A situação atual dos "barranqueiros" do São Francisco, no seu aspecto social e econômico não mudou essencialmente em relação ao século passado. Já em 1879, subindo o rio, fixou Teodoro Sampaio, à entrada do vale médio, o panorama que então se lhe descortinou: "Nestas paragens, o deserto É: apenas aparente. O Brasil, em verdade, é mais habitado do que se pensa e menos rico do que se presume. Daqui para cima, em ambas as margens do rio São Francisco, não faltam moradores. A população é mesmo numerosa, embora pouco produtiva. Vive alheia às leis econômicas. Produz apenas o preciso para viver. Não importa, porque não produz para trocar, nem troca ou permuta, porque não tem mercado onde fazê-lo".
Cerca de cinqüenta anos depois, retratando o aspecto humano do São Francisco, M. Cavalcante Proença, que viveu dois anos em suas ribeiras, focalizou a pobreza reinante, no livro citado, p. 131: "Remeiros alegres e resignados, barranqueiros que têm a sua rocinha, pescadores que só têm uma canoa e uma tarrafa, meretrizes que não têm de seu nem mesmo o corpo mal nutrido e quase sempre doente, todos se aglomeram na beira do rio, olhando as águas que descem, os meninos que tomam banho o dia inteiro, as redes de arrastão e as tarrafas que estão estendidas a secar, os peixes que dão pinotes alegres borrifando água para os lados. Tudo o que é humilde e pobre procura o rio, até os flagelados que vêm pela primeira vez e acampam na sombra das gameleiras marginais, até os que moram afastados e no cair da tarde vêm buscar água para os arranjos domésticos. Esta é chamada "hora das cabaças" em que todo o mulherio desce o lançante da barranca para encher as vasilhas, para trocar impressões sobre dificuldades de vida, discutir, intrigar ou lastimar-se em presença da água muda e boa do São Francisco".

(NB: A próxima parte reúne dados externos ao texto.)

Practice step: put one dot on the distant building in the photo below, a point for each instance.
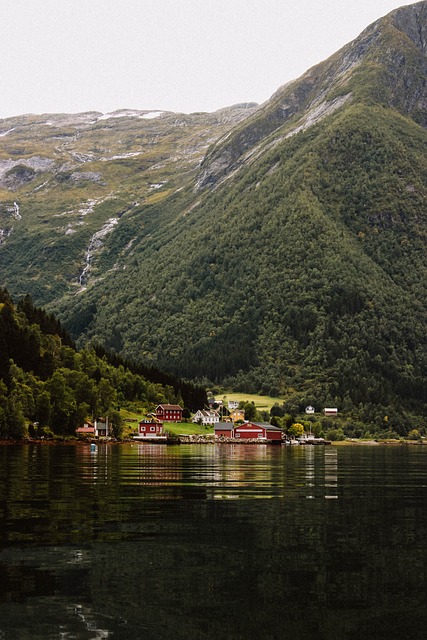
(100, 428)
(330, 411)
(236, 415)
(204, 416)
(249, 430)
(169, 413)
(150, 430)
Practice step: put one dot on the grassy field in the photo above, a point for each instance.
(264, 403)
(261, 402)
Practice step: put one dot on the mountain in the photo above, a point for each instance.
(279, 248)
(44, 381)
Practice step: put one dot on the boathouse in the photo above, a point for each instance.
(249, 430)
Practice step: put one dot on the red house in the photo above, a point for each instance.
(249, 430)
(169, 413)
(150, 429)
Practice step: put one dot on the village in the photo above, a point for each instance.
(223, 424)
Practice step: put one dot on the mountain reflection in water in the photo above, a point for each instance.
(212, 541)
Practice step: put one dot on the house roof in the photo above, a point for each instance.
(224, 426)
(266, 425)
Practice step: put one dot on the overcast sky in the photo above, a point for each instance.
(177, 55)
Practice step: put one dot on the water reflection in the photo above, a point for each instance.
(149, 541)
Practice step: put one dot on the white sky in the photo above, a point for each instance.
(178, 55)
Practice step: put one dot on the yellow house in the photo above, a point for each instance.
(237, 414)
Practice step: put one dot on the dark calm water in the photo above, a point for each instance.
(198, 542)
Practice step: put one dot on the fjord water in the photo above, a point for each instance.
(212, 541)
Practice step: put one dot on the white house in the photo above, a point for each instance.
(203, 416)
(330, 411)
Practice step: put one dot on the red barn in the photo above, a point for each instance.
(150, 429)
(224, 429)
(249, 430)
(169, 413)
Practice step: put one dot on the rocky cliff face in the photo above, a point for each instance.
(389, 57)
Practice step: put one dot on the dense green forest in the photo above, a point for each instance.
(49, 385)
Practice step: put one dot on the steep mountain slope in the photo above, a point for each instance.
(66, 182)
(295, 261)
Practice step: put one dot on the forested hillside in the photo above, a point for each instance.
(293, 260)
(47, 384)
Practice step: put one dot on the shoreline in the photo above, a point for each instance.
(205, 439)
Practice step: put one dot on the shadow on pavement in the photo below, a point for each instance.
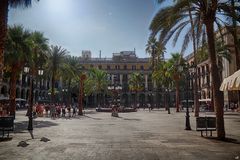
(89, 112)
(228, 140)
(132, 119)
(5, 139)
(21, 127)
(92, 117)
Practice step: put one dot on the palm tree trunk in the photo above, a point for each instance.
(13, 81)
(177, 96)
(52, 89)
(80, 99)
(195, 86)
(217, 94)
(3, 33)
(234, 34)
(69, 93)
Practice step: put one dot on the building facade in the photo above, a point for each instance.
(226, 69)
(119, 68)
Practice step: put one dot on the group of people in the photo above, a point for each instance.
(53, 110)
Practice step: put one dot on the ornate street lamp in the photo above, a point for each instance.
(81, 89)
(30, 107)
(187, 124)
(115, 90)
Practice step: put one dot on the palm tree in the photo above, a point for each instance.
(96, 83)
(55, 65)
(173, 18)
(176, 61)
(232, 20)
(151, 49)
(163, 76)
(18, 50)
(73, 71)
(136, 84)
(4, 6)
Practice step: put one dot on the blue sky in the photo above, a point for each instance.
(106, 25)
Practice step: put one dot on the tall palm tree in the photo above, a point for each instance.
(55, 65)
(96, 83)
(151, 49)
(176, 61)
(163, 76)
(4, 6)
(72, 73)
(233, 17)
(136, 84)
(172, 19)
(18, 50)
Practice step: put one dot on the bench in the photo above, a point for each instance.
(6, 124)
(206, 124)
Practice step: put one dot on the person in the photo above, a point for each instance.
(115, 111)
(69, 111)
(34, 111)
(17, 106)
(27, 106)
(74, 112)
(63, 111)
(149, 107)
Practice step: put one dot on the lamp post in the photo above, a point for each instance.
(81, 89)
(30, 107)
(115, 89)
(187, 125)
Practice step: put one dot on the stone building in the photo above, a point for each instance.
(227, 68)
(119, 68)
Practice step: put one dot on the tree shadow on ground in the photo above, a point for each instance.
(132, 119)
(21, 127)
(92, 117)
(5, 139)
(90, 112)
(227, 140)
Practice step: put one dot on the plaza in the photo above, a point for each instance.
(133, 136)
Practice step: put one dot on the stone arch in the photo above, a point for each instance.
(23, 94)
(4, 91)
(18, 94)
(36, 95)
(27, 94)
(125, 100)
(141, 99)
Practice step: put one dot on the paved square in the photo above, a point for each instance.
(140, 135)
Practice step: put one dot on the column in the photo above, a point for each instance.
(154, 84)
(146, 82)
(121, 77)
(112, 78)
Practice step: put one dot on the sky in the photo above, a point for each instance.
(107, 25)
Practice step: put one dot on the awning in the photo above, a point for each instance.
(205, 100)
(231, 83)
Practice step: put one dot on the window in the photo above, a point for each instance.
(133, 67)
(117, 67)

Outro observador perspicaz - Orlando M. Carvalho - na reportagem ilustrada que a Companhia Editora Nacional publicou como volume 91 de sua coleção Brasiliana, apreendeu, outrossim, em 1936, um aspecto importante para a interpretação do gênero de vida atual dos "barranqueiros": "O rio, com seu regime de perigoso devastador de barrancos, impõe as condições de moradia: o "barranqueiro" mora miseravelmente em casa de pau-a-pique, em companhia de "barbeiros", em um ponto a que as enchentes estão sempre chegando. Pode--se também aceitar que a casa é ruim porque não lhe pertence. Mas, se em Minas o regime comum é a meação ou a terça, já na Bahia é muito freqüente o proprietário do barranco morando mal. Quer dizer, não é so o rio que empobrece a casa do "barranqueiro", é a sua mentalidade também".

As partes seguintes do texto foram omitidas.